Magistrate Judges can hear civil cases with agreement from both parties but they are not authorized to hear felony cases. A couple of the administrative tasks they perform are to evaluate probable cause for search warrants, to sign search warrants and to preside at pretrial hearings for felony cases. In Michael’s case, the prosecution entered into evidence at the pretrial detention hearing, Michael’s testimony as a witness for the prosecution in a 2004 case in Tennessee. It’s completely irrelevant to the current Matter, but the Magistrate Judge allowed it and Michael’s warm body in the defense attorney’s chair didn’t object.
I realized as I was writing this, that what they do here is very slick. The Magistrate Judge can only decide whether or not to allow the defendant pretrial release. She can make no other rulings because she is not authorized to hear a felony case. This allows the prosecution to present “evidence” that the judge can’t rule on. The prosecution can lie through his teeth (and he did), bring up irrelevant material and, on the basis of his representations to the court, can leave the defendant sitting in jail on issues that would not be allowed at trial.
The prosecution uses this unconstrained power in a kangaroo court proceeding to keep defendants in jail so that they can’t participate in their own defense. It gives the prosecutor an advantage in the game of Let’s Make a Deal to get the defendant to plead guilty to something even when they are not guilty. Considering all of this makes me wonder about the legality of a Magistrate Judge signing a search warrant for what will be a felony case if the officers find what they are looking for as described in the Affidavit when the officer applies for the warrant.
I attended the May 24, 2016 pretrial release hearing fully expecting Michael to be released. He has no criminal history – violent or otherwise and there were Affidavits from solid law-abiding citizens concerning Michael’s character and his benign activities of establishing a media operation in Grant County. None of that mattered when the Prosecution introduced Michael’s 2004 testimony from the case in Tennessee. The case the prosecutor put forward without objection from the defense side was so over the top, that I began serious heads-down research on the system of criminal prosecution.
By October 6, 2016, I had a Writ of Habeas Corpus ready to mail to the Ninth Circuit Court of Appeals.

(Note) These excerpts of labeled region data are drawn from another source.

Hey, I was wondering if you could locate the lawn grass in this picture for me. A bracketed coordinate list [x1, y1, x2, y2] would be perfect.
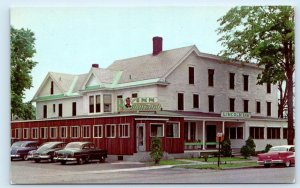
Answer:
[175, 162, 257, 170]
[188, 157, 250, 162]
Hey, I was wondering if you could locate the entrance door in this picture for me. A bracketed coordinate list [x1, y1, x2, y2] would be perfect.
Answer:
[136, 123, 146, 152]
[206, 125, 217, 148]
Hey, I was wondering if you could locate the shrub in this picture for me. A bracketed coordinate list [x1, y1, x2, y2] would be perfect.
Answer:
[150, 137, 163, 164]
[221, 137, 232, 157]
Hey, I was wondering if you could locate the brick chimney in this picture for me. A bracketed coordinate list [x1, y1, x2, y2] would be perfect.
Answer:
[152, 37, 162, 55]
[92, 64, 99, 68]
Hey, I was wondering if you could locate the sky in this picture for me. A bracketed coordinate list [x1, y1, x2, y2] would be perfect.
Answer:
[10, 6, 231, 102]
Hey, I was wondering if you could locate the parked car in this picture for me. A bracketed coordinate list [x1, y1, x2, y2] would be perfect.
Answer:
[10, 141, 38, 160]
[54, 142, 107, 165]
[32, 142, 66, 163]
[257, 145, 295, 167]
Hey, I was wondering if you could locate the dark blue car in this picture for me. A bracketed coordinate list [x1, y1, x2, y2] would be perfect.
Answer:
[10, 141, 38, 160]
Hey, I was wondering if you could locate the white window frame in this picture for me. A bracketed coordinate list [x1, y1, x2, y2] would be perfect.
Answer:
[118, 123, 130, 138]
[49, 127, 58, 139]
[81, 125, 91, 138]
[31, 127, 39, 139]
[59, 126, 68, 138]
[150, 123, 165, 138]
[105, 124, 117, 138]
[165, 121, 180, 138]
[70, 126, 80, 138]
[40, 127, 48, 139]
[23, 128, 30, 139]
[93, 125, 103, 138]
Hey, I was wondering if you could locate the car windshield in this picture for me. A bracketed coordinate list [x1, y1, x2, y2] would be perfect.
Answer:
[270, 147, 288, 152]
[66, 143, 82, 148]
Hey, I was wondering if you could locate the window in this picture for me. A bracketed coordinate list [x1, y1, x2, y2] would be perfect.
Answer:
[229, 73, 235, 89]
[193, 94, 199, 108]
[72, 102, 77, 116]
[43, 105, 47, 118]
[208, 69, 215, 87]
[50, 81, 54, 95]
[93, 125, 103, 138]
[267, 83, 271, 93]
[267, 102, 271, 116]
[177, 93, 184, 110]
[244, 100, 249, 112]
[31, 128, 39, 139]
[267, 127, 280, 139]
[243, 75, 249, 91]
[50, 127, 57, 138]
[71, 126, 80, 138]
[105, 125, 116, 138]
[103, 94, 111, 112]
[23, 128, 29, 139]
[250, 127, 265, 139]
[119, 124, 129, 138]
[40, 127, 48, 139]
[150, 123, 164, 137]
[58, 104, 62, 117]
[60, 126, 68, 138]
[256, 101, 260, 114]
[229, 98, 235, 112]
[166, 122, 180, 138]
[208, 95, 215, 112]
[189, 67, 195, 84]
[81, 125, 91, 138]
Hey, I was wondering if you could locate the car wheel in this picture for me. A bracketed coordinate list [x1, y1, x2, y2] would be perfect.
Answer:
[284, 161, 291, 167]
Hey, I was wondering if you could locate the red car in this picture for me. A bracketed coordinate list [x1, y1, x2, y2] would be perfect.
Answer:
[257, 145, 295, 167]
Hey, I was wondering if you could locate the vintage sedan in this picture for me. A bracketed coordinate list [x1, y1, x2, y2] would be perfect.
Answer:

Latin for “that you have the body.” In the US system, federal courts can use the writ of habeas corpus to determine if a state’s detention of a prisoner is valid. A writ of habeas corpus is used to bring a prisoner or other detainee (e.g. institutionalized mental patient) before the court to determine if the person’s imprisonment or detention is lawful. A habeas petition proceeds as a civil action against the State agent (usually a warden) who holds the defendant in custody. It can also be used to examine any extradition processes used, amount of bail, and the jurisdiction of the court.
Habeas corpus originated in English common law as a means to protect individuals from illegal detention. An individual who had been held in custody could file a petition seeking a writ which would require the custodian to provide adequate legal justification for the detention. If the custodian failed to do so, the court could order the petitioner’s release.